Review for CR 6728865 : Improved heuristics for Collections.disjoint() [updated]
Ulf Zibis
Ulf.Zibis at gmx.de
Tue Jan 4 01:02:08 UTC 2011
Am 03.01.2011 21:16, schrieb Mike Duigou:
> On Dec 24 2010, at 17:32 , Ulf Zibis wrote:
>
>> Am 23.12.2010 23:59, schrieb Paul Benedict:
>>> Ulf, a previous email by Remi said only to invoke size() if the collection is a Set.
>> Thanks I missed that.
>> My guess was, that size() should be always faster than instantiating an iterator for the final for-loop, and then seeing, that there is no element.
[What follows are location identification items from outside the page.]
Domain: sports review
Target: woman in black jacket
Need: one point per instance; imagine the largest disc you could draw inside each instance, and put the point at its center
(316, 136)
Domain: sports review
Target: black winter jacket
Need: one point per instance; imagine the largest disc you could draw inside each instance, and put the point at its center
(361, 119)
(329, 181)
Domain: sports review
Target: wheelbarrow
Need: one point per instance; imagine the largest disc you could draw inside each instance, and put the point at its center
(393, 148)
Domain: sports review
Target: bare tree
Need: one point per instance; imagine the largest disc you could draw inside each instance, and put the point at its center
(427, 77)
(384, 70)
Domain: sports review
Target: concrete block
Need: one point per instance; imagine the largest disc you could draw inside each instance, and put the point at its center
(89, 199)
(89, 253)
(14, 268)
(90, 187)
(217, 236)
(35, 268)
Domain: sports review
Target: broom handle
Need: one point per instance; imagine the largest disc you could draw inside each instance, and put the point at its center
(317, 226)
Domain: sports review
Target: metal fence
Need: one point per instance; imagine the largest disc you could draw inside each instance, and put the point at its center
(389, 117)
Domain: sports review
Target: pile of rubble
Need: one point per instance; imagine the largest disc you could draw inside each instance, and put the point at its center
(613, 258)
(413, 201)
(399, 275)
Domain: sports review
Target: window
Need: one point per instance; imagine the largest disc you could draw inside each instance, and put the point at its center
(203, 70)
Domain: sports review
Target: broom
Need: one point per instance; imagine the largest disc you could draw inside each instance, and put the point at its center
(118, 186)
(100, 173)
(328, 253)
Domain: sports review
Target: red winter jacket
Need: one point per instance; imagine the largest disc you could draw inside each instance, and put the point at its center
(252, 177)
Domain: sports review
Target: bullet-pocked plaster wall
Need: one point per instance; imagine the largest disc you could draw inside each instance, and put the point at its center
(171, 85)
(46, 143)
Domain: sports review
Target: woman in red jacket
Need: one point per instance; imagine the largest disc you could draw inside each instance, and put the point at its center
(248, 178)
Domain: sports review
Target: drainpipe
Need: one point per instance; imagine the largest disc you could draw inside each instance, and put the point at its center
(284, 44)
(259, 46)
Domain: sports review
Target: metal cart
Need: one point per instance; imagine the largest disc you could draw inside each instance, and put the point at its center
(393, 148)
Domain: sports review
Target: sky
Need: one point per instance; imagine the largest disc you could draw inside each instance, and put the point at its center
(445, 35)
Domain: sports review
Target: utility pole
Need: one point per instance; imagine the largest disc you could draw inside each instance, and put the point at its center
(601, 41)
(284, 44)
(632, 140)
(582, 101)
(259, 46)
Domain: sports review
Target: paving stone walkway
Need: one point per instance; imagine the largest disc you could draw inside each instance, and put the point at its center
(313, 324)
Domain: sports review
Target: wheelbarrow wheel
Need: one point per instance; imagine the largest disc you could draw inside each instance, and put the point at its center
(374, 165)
> An earlier webrev had an isEmpty() check in the "c1 is a Set" half of the branch. This optimization would pay off in some cases but cost a small amount in others. Since I don't have any strong sense of whether including it would be of actual benefit or harm I opted to take it out in later revisions.
>
For the same reason you could set the empty-check at 1st place. This would result in the most simple
(and fast) code (see my before post).
- in all implementations, I have seen, "isEmpty()" is equivalent to "size() == 0"
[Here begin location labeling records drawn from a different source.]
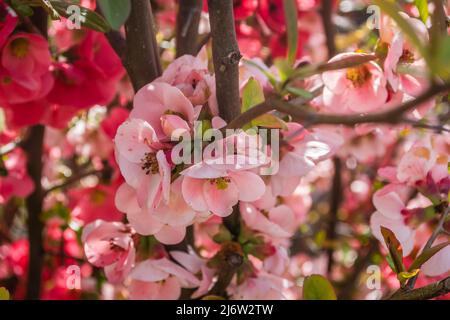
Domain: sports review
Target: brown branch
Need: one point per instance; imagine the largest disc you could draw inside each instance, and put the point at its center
(226, 56)
(33, 146)
(328, 26)
(188, 19)
(437, 231)
(142, 56)
(424, 293)
(301, 114)
(73, 179)
(335, 202)
(348, 286)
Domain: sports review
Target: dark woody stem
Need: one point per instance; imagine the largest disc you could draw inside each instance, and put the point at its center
(188, 18)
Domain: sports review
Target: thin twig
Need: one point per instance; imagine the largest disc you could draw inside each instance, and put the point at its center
(188, 19)
(226, 57)
(73, 179)
(424, 293)
(301, 114)
(335, 202)
(328, 26)
(142, 56)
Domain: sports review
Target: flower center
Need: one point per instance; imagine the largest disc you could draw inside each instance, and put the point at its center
(422, 152)
(407, 56)
(358, 75)
(221, 183)
(19, 47)
(150, 164)
(6, 80)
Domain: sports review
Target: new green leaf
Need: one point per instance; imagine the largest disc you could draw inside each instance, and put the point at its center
(115, 11)
(291, 16)
(317, 287)
(422, 6)
(252, 94)
(4, 294)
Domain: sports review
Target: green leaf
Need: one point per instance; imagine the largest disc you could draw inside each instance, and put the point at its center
(2, 120)
(440, 61)
(269, 121)
(426, 255)
(405, 275)
(252, 94)
(285, 69)
(422, 6)
(291, 16)
(4, 294)
(92, 20)
(317, 287)
(223, 235)
(23, 10)
(116, 12)
(395, 249)
(272, 79)
(392, 9)
(299, 92)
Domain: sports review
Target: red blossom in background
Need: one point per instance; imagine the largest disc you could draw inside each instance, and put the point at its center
(113, 161)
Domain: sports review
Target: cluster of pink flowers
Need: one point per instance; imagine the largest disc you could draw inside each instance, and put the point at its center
(423, 168)
(145, 196)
- "cost a small amount in others" applies rarely; the only implementation, I have seen, where
"Set.size() can be expensive", is ConcurrentSkipListSet (are there others?).
- swapping c1 , c2 only happens in the very rare applying cases.
Anyway, isn't size() anyhow cheaper than superfluously looping contains() ? E.g. Given Set c1 with
100 elements and Set c2 with 0 elements. Then we iterate and compare over 100 elements needlessly.